“An Occurrence at Owl Creek Bridge”, is one of the best American short stories and is considered Ambrose Bierce’s greatest work. First published in Bierce’s short story collection “Tales of Soldiers and Civilians” in 1891, this story is about Peyton Farquhar, a southern farmer who is about to be hanged by the Union Army for trying to set the railroad bridge at Owl Creek on fire. While Farquhar is standing on the bridge with a rope around his neck, Bierce leads the reader to think that the rope snaps and he falls into the river, and then makes an amazing escape and finally returns to his farm, to be reunited with his wife. However the ending of the story is totally different, in fact, Farquhar is hanged and these imaginings take place seconds before his death. Ambrose Bierce’s trick ending succeeds because of the way he manipulated the text by changing the narrative point of view from one type to another. “An Occurrence at Owl Creek Bridge” is divided into three sections, with each section having a different narrative form.
In the first section, the author uses dramatic narration: the story is told by no one. With the disappearance of the narrator, the reader is now the direct and immediate witness to the unfolding drama. The reader views the work from the outside. In the beginning of this story the readers are informed of all the preparations for a man about to be hanged: the set up for the hanging, the characters involved and the surroundings. The narrator gives an incredible and beautiful snapshot of the scene describing the water, the guards, and his restraints. “…Vertical in front of the left shoulder, the hammer rested on the forearm thrown strait across the chest- a formal and unnatural position” (Bierce pg. 90, line 10).
This type of narration is the least personal and the reader receives the least information on the character’s thoughts and feelings. Although the author describes details, the reader has to fill the blanks as to what actions and events lead up to the situation. The reason for this type of narration in the first section of the story is to get the readers curiosity going. One wonders what Peyton Farquhar could have done to be hanged; was he alone in what he did, why is he involved in a military issue when he is a civilian?
In paragraph six and seven and through the second section, the author changes his point of view to one which is third person omniscient: all knowing. The omniscient narrator is not a character in the story and is not involved with what happens. He imposes his presence between the reader and the story and controls all the events. From an outside point of view, the narrator provides enough information to summarize, interpret and wonder. As the story evolves, the reader begins to read thoughts of the characters: Farquhar, his wife and the soldiers. The reader becomes involved in Farquhar’s life as the narrator summarizes his situation. The reader is told of him being a planter and owning slaves, that he is a secessionist and devoted to the Southern cause.

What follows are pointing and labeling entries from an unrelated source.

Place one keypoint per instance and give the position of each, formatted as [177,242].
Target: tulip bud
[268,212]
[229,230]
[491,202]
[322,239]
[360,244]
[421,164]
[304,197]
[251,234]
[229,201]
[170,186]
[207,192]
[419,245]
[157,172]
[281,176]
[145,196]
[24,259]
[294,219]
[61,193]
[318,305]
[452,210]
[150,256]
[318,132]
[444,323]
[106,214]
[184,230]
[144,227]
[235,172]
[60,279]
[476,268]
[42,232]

Nevertheless, the narrator leads the reader to believe Farquhar and his wife are kind people, she fetched the water for the soldier to drink with her “own white hands” (Bierce pg.92, line 15) instead of ordering one on her colored slaves to do it. Farquhar’s principles and devotion towards the south is explained in this section and the reader gets to know who he really is. This makes the reader feel sympathetic towards him and his wife. The purpose of the omniscient narrator in the 2nd section is to give information of the characters and to get a glimpse into Farquhars life. The reader finds out how devoted his wife is to her husband. The reader can now relate to Farqhuar and understand how and why he got caught trying to destroy the bridge.

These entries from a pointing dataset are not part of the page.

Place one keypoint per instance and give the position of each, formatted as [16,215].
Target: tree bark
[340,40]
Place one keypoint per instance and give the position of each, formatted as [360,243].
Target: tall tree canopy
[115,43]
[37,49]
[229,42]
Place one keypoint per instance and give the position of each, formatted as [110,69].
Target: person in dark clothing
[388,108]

Section three is intended to create suspense. Bierce wants the reader to believe that what is being described actually happens. In order for the reader to believe that what is being described is actually happening, the story must be narrated from the characters point of view (limited omniscient point of view). With a limited omniscient point of view, the narrator limits his or her ability to penetrate the mind of a single character. The reader may be shown the character’s voice, feelings and thoughts through dialogue, monologue or stream of consciousness. As a result, the reader becomes more and more directly involved in interpreting the story.
By using this point of view all of what Farquhar is experiencing seems so real. The advantages of the limited omniscient point of view are the tightness of focus and control that it provides. If the third section was told in an omniscient point of view, the author would have not been able to fool the reader, for he would have “seen” what was really happening. Seeing the whole action and knowing the soldiers thoughts would have given away the ending.
“An Occurrence at Owl Creek Bridge” was written in three different sections, with each having a different narrative form. The first, using dramatic point of view, describes where the action takes place. The second, omniscient point of view lets the reader comprehend the victim’s thoughts and actions. And finally, the third section, limited omniscient point of view creates suspense by being only in one mind. With the ability to switch from one form to another, Bierce was able to create a tale of intrigue, captivation and a twist-ending.